Türkiye'nin en iyi haber sitesi
SALİH TUNA

Kaçış yok

Sesli dinlemek için tıklayınız.

Rusya Devlet Başkanı Putin, dönemin ABD Başkanı Bill Clinton ile Kremlin'deki görüşmesinde, "Bill" demiş, "Rusya NATO'ya katılmak isteseydi bu gerçekleşebilir miydi?"
Clinton hem çok ilginç bulmuş bunu hem de biraz boşta bulunmuş olacak ki şappadak "Bence olur..." cevabını vermiş.
Lakin ikili akşam yemeğinde buluşunca Clinton ağız değiştirmiş. "NATO'ya alamayız sizi" demiş, "Ekibimle görüştüm, şu an itibarıyla mümkünatı yok..."
Hayır, bunları ben uydurmadım.

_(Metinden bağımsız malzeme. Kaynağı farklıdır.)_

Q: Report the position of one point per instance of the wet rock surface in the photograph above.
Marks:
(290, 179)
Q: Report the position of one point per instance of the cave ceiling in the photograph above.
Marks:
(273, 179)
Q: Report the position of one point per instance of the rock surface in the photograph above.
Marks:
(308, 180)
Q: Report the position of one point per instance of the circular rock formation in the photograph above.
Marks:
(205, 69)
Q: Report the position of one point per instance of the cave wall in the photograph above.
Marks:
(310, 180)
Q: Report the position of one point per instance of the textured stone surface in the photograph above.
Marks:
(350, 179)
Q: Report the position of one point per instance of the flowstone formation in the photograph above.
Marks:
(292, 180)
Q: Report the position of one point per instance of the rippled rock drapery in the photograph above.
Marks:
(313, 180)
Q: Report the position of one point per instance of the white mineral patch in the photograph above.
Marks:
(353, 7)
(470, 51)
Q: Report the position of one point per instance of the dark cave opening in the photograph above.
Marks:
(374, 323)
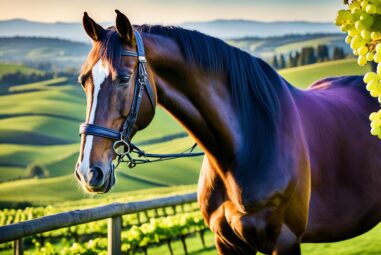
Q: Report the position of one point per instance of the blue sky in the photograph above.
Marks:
(171, 11)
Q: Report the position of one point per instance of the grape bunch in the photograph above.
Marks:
(362, 21)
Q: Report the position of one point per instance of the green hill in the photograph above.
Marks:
(304, 76)
(267, 47)
(13, 68)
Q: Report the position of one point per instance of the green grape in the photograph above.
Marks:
(367, 20)
(353, 31)
(378, 48)
(365, 34)
(370, 56)
(377, 57)
(362, 51)
(371, 86)
(370, 76)
(354, 6)
(362, 60)
(371, 9)
(375, 35)
(348, 39)
(356, 42)
(359, 25)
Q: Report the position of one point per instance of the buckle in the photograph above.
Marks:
(121, 152)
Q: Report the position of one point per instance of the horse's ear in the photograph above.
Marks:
(124, 28)
(94, 30)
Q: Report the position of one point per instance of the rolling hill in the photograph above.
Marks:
(219, 28)
(63, 53)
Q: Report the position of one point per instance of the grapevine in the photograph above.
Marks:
(362, 22)
(154, 232)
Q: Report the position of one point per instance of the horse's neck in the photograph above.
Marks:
(201, 102)
(198, 100)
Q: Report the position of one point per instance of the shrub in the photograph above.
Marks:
(36, 170)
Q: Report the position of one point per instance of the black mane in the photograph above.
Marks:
(254, 86)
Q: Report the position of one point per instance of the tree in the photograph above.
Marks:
(36, 170)
(308, 56)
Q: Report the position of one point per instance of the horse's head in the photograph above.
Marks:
(109, 77)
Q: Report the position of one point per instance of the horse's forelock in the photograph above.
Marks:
(109, 50)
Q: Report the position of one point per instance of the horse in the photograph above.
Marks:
(282, 166)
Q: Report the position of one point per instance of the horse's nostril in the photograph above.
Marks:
(95, 177)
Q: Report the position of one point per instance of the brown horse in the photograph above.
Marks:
(282, 165)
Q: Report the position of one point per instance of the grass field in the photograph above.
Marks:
(13, 68)
(304, 76)
(267, 47)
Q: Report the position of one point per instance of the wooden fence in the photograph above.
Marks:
(113, 212)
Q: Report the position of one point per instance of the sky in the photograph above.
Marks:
(170, 11)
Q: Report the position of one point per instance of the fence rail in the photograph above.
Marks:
(113, 212)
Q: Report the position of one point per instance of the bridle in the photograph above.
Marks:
(121, 138)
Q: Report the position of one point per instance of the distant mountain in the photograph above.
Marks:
(249, 28)
(219, 28)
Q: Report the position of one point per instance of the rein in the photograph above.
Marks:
(121, 137)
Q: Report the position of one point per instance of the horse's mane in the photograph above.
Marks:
(254, 86)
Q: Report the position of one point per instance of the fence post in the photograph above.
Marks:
(114, 234)
(18, 248)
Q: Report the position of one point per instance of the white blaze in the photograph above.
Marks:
(99, 73)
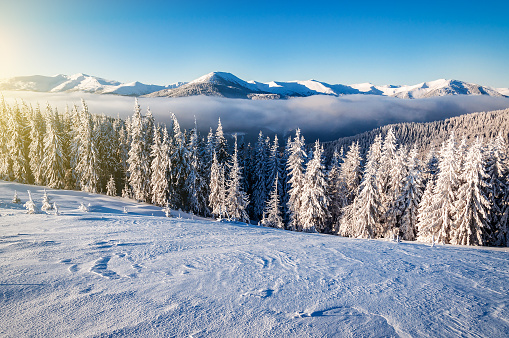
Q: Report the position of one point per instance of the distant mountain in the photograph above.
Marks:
(227, 85)
(79, 82)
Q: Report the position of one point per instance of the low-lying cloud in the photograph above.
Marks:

Ünlü ABD'li gazeteci Tucker Carlson'la geçen gün yaptığı röportajda bizzat Putin söyledi.
Nereden baksanız tuhaf.
O kadar ki, bundan mülhem, dönemin başkanları Harry. S. Truman ile Josef Stalin'in 1947'de başlayan Soğuk Savaş'ın hemen öncesindeki konuşmalarını tahayyül ettim:
"Josef, şöyle uzun soluklu bir Soğuk Savaş'a ne dersin?"
"Çok iyi olur Harry!
Aynı şeyi düşünmüştüm biliyor musun, benden çok yaşayacaksın..."
(...........................)
Truman gerçekten de Stalin'den çok yaşamıştır.

***

İkinci Dünya Savaşı'ndan iki yıl sonra Soğuk Savaş Dönemi başladı. Bundan iki yıl sonra da (1949'da) ABD'nin patronu olduğu NATO (Kuzey Atlantik Antlaşması Örgütü) kuruldu.
İşbu örgüte 1952'de biz de katıldık. Beleş değil tabii, bedel ödedik; 1950'de Kore'de savaştık. Karşılığında da (Yunanistan'la eşzamanlı) NATO'ya girdik. Böylece Rusya tehdidine karşı kendimizi sağlama aldığımıza inandık.
NATO'ya mukabil, Rusya'nın (dönemi itibarıyla SSCB'nin) öncülüğünde 1955'te Varşova Paktı kuruldu.
Demek ki kuru kuruya Soğuk Savaş başlatmakla iş bitmiyormuş, tehdit üzerinden dünyaya "şekil" vermek de gerekiyormuş.
Söz konusu Putin-Clinton diyaloğundan anlaşılacağı üzre (Soğuk Savaş 91'de nihayete erince) Rusya kendini güvende hissetmek için NATO'ya katılmak istemiş.

***

Şu hâle bakar mısınız: Bizim ülkemizin bağımsızlıkçı, yurtsever insanları nükleer güç olmadığımız hâlde hançerelerini yırtarcasına "NATO'ya hayır!" derken, nükleer güç Rusya, NATO'nun kapısını çalmış.
Tuhaf ama anlaşılmaz değil.
Zira egemen güçler her daim böyledir. Hak-hukuk, insan hakları ve hatta "insanlığa karşı işlenen suçlar" bile çokluk güçlü devletlerin araçlarına dönüşür.
Elbette Rusya ile ABD'yi bir tutamayız.
Lakin, ABD'nin "tek kutuplu dünya" müstekbirliğine karşı "çok kutuplu dünyadan" söz ediyorsanız, her şeyden evvel İsrail'in Gazze soykırımına karşı gücünüzle orantılı ses çıkarmanız gerekir.
Hannah Arendt, Yahudilerin Naziler tarafından soykırıma uğratılmasını seyreden dünyanın, kötülüğe katılmamakla sorumluluktan kurtulacağını sanmasının felaket yanlış olduğunu söyler.
Kaçış yok; "Gazze soykırımına" karşı sesini yükseltmeyen herkes sorumludur. Nokta.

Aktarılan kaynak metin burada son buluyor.